Solar Storm & earth is under attack


A new and powerful solar flare was recorded in the night between Tuesday 6th and Wednesday, March 7, generating a solar storm, which at this time and that the Earth is investing in the next few days will continue to be felt. The meeting of the swarm of particles released from the Sun and the Earth’s magnetic field will surely give rise to spectacular auroras in the polar regions, but it could put strain on satellite communications.To give the show is once again the stain AR1429, become visible only from a few days and catch during its pyrotechnic “stunts” observatory Solar Dynamics Observatory (SDO) of NASA. The eruption of last night was so powerful as to be classified as Class X 5 : X-class eruptions are just the most intense, can trigger magnetic storms capable of causing blackouts in radio communications around the globe. This eruption resulted in expulsion of matter from the solar corona (CME) into space does not appear to be directed against the Earth, but it is possible that between 8 and 9 March glancing hit our magnetic field, increasing magnetic turbulence already underway at higher elevations due to solar activity of recent days.

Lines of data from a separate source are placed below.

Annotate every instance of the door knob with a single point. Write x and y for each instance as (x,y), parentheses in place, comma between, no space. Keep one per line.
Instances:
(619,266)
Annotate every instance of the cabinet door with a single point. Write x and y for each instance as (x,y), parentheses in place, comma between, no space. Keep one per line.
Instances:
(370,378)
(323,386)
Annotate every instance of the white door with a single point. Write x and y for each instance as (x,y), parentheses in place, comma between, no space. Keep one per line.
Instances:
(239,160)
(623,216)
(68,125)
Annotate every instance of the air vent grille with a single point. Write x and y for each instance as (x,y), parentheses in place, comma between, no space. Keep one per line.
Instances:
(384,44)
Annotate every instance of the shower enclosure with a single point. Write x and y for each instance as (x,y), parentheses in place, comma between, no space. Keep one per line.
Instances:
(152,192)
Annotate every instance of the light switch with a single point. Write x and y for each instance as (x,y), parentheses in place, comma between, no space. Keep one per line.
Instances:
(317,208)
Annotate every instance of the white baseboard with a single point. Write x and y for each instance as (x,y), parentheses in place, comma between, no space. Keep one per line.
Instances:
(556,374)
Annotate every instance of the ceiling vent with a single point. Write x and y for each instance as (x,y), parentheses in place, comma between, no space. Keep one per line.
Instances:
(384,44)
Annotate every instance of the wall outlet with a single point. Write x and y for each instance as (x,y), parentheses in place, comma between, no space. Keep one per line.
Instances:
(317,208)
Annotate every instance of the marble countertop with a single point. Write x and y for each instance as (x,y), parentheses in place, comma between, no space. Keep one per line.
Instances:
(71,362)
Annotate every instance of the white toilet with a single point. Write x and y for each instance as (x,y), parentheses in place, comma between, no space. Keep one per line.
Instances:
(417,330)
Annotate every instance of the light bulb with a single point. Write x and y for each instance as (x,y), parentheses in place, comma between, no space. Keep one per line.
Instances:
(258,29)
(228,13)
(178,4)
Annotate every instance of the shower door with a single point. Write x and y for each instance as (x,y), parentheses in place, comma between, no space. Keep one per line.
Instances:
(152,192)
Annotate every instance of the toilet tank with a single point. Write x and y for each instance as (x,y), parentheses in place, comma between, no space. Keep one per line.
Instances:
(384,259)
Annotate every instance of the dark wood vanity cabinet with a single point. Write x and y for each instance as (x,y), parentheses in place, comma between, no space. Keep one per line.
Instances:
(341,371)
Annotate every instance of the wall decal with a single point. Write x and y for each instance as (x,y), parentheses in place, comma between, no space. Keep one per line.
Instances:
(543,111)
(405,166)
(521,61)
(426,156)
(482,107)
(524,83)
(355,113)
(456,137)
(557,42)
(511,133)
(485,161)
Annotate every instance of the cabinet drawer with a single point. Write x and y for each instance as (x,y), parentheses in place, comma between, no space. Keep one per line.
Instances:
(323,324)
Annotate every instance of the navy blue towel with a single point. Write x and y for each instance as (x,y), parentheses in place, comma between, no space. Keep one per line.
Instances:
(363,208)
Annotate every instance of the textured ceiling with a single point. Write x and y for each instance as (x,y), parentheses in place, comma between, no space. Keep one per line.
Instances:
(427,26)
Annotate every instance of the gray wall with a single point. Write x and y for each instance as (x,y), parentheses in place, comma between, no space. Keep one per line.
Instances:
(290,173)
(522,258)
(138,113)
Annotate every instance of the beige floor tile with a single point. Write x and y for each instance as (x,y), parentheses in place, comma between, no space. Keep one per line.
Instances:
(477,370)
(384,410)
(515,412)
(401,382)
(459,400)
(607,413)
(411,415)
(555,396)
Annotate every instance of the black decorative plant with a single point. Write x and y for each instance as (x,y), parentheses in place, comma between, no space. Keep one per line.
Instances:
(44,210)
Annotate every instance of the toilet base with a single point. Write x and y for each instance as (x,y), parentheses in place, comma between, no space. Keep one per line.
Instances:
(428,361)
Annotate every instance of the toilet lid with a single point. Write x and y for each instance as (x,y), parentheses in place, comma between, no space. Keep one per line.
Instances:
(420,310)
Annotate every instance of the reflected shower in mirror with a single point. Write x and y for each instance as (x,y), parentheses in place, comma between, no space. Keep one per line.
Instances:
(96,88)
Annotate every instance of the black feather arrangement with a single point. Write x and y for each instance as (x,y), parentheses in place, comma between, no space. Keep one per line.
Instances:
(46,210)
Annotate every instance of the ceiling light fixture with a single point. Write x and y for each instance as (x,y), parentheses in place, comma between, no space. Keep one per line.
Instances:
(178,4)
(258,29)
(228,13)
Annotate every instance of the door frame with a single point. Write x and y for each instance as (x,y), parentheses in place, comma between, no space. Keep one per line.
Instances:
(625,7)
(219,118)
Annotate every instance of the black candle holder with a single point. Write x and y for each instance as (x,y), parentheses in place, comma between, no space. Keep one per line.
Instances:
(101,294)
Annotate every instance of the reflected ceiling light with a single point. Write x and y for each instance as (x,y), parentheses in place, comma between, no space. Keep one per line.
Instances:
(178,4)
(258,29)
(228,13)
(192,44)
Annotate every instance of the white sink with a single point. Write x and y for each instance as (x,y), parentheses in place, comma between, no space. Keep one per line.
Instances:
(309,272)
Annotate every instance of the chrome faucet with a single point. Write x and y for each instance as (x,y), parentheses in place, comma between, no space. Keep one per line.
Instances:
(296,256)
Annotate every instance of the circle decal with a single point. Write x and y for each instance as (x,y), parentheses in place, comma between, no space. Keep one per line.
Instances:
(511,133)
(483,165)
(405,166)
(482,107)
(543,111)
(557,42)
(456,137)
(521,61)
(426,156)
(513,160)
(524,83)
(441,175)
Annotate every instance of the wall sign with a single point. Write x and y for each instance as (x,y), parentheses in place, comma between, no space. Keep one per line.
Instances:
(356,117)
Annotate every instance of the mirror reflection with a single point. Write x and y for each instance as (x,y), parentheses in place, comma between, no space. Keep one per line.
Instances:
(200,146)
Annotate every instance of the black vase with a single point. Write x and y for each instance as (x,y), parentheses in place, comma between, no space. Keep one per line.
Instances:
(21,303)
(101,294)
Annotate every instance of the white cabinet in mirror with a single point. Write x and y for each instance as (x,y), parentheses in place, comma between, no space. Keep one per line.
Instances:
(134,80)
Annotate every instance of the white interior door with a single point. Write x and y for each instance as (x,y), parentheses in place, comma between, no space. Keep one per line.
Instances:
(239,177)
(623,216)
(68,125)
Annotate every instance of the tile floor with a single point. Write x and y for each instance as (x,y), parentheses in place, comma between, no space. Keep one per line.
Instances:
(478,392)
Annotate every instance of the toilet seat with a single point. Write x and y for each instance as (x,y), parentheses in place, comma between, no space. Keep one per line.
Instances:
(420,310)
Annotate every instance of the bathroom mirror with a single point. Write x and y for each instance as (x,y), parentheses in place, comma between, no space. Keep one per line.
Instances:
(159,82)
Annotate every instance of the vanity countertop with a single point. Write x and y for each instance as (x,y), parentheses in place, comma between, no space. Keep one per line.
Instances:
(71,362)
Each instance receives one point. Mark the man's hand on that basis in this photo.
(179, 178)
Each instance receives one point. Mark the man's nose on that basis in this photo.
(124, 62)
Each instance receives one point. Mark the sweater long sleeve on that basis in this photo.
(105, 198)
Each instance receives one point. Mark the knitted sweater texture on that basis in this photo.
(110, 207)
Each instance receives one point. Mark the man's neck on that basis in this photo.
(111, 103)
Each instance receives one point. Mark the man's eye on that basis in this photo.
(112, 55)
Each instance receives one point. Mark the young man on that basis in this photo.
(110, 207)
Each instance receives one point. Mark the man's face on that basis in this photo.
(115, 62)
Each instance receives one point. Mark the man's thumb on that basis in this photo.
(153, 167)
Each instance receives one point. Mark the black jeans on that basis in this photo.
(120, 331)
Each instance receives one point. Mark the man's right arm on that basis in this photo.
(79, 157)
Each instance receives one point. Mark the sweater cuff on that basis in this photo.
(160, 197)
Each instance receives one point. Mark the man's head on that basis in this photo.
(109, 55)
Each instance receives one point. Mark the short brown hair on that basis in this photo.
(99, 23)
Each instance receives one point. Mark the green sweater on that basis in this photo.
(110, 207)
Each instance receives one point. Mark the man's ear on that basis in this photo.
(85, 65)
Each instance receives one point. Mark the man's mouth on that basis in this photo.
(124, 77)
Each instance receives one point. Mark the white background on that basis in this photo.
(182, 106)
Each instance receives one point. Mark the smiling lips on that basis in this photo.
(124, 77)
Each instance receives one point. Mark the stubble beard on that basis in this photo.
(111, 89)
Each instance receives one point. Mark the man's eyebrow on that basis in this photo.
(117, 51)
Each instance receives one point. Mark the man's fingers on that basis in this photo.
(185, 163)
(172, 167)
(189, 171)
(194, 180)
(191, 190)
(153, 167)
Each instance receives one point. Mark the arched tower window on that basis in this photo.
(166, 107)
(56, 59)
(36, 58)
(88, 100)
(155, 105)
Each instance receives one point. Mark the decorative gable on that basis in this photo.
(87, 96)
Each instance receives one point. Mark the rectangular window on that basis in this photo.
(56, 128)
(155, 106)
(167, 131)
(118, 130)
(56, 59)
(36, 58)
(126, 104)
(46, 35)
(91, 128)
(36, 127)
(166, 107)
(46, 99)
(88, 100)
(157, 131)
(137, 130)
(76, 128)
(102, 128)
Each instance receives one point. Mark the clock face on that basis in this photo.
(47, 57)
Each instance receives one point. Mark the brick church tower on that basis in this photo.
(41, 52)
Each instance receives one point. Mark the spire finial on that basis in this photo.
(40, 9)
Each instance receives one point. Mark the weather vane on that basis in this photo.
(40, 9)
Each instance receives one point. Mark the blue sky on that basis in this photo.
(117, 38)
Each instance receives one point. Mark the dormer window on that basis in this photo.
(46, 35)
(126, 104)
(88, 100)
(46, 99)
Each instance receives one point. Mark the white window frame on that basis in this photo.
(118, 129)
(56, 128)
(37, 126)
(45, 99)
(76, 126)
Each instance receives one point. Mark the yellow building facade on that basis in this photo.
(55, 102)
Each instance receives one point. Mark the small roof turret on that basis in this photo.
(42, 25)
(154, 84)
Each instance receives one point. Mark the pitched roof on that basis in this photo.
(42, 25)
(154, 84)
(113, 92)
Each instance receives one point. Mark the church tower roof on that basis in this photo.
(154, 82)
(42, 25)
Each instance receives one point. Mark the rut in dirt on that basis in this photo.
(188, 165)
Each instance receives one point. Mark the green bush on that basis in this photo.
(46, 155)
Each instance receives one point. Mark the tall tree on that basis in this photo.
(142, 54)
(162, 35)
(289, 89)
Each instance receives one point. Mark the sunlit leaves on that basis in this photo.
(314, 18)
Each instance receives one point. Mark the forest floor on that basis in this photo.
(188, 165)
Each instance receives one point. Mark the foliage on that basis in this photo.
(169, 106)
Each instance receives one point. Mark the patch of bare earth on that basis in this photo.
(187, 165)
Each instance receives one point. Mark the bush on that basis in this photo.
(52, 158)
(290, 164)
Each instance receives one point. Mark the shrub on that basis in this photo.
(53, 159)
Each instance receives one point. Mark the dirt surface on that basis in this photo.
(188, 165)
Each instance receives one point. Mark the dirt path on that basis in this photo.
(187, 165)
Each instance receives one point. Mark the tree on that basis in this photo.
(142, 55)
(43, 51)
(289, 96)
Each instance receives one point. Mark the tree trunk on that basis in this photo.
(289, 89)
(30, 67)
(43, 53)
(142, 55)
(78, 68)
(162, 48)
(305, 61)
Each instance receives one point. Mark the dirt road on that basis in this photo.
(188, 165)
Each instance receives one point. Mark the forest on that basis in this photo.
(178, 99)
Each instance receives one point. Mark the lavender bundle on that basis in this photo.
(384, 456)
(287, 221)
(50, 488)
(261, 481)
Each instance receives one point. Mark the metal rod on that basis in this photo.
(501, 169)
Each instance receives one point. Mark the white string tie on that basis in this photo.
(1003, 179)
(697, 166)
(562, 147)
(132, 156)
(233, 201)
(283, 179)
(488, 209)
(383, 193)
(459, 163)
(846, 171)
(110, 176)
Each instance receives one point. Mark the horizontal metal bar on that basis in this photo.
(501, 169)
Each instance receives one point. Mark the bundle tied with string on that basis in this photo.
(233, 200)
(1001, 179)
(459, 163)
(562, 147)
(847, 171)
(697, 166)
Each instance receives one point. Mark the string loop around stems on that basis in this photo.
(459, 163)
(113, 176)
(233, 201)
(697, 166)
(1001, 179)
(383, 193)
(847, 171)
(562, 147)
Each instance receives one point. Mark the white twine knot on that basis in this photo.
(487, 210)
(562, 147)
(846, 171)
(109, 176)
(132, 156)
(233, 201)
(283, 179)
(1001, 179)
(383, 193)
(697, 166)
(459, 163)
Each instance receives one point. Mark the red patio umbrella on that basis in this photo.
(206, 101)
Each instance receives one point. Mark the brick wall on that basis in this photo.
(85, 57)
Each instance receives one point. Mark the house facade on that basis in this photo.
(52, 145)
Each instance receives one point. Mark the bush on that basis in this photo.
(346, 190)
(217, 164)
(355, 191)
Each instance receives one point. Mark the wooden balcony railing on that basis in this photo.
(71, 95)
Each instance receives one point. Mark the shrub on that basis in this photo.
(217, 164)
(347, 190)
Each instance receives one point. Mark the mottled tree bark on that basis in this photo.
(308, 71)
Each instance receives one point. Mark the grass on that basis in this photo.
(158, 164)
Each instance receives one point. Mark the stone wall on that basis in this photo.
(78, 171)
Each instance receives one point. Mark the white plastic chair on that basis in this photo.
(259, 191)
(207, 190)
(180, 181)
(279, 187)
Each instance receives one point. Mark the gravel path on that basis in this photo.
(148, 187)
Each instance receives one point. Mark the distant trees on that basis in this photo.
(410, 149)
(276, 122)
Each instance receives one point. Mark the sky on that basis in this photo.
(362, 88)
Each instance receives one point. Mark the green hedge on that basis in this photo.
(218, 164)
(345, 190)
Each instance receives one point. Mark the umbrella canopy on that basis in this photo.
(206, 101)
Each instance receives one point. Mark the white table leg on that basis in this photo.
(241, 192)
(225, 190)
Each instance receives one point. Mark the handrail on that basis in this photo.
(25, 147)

6 British soldiers missing, feared dead in Afghanistan


Six British soldiers are missing and are believed to have been killed in Afghanistan, the Ministry of Defence said Wednesday, taking the British death toll in the country to over 400. "I have the tragic duty to report that six soldiers are missing, believed killed, during a security patrol," said British spokesman Lieutenant Colonel Gordon Mackenzie. The ministry said an explosion had hit the soldiers  Warrior armoured vehicle on Tuesday while they were on patrol in Helmand Province, the restive southern area where most British troops are based. The servicemen s families have been informed, the ministry added. Prime Minister David Cameron described it as a "desperately sad day for our country". Before the explosion, a total of 398 British forces personnel had died while serving in Afghanistan since the start of operations in October 2001. If confirmed, the deaths would be the biggest British loss of life in a single incident in Afghanistan since a Nimrod aircraft crashed in 2006, killing 14 personnel. Defence Secretary Philip Hammond said the incident would not deter British forces from carrying out their role as part of NATO forces in Afghanistan. "I utterly condemn those responsible for this incident who will ultimately fail to derail a mission that is protecting our national security at home and making real progress in Helmand," Hammond said. "It is because of the continuing efforts of our Armed Forces, working alongside the Afghan National Security Forces, that we are on course to build an Afghanistan that can stand on its own two feet." Britain has around 9,500 troops in Afghanistan, but Cameron announced in July that this would be reduced to 500 by the end of 2012. Britain is due to end combat operations in Afghanistan at the end of 2014. General Sir David Richards, Britain s Chief of Defence Staff, said the six missing soldiers had been doing "a dangerous but important job". "Increasingly the Afghans themselves are taking the lead in providing security across Helmand. This transition is allowing Afghans to gain the confidence to reject the Taliban and live normal lives," he said. The number of British troops killed in Afghanistan fell in 2011, but Britain has lost more lives than any country with troops involved in the conflict except the United States.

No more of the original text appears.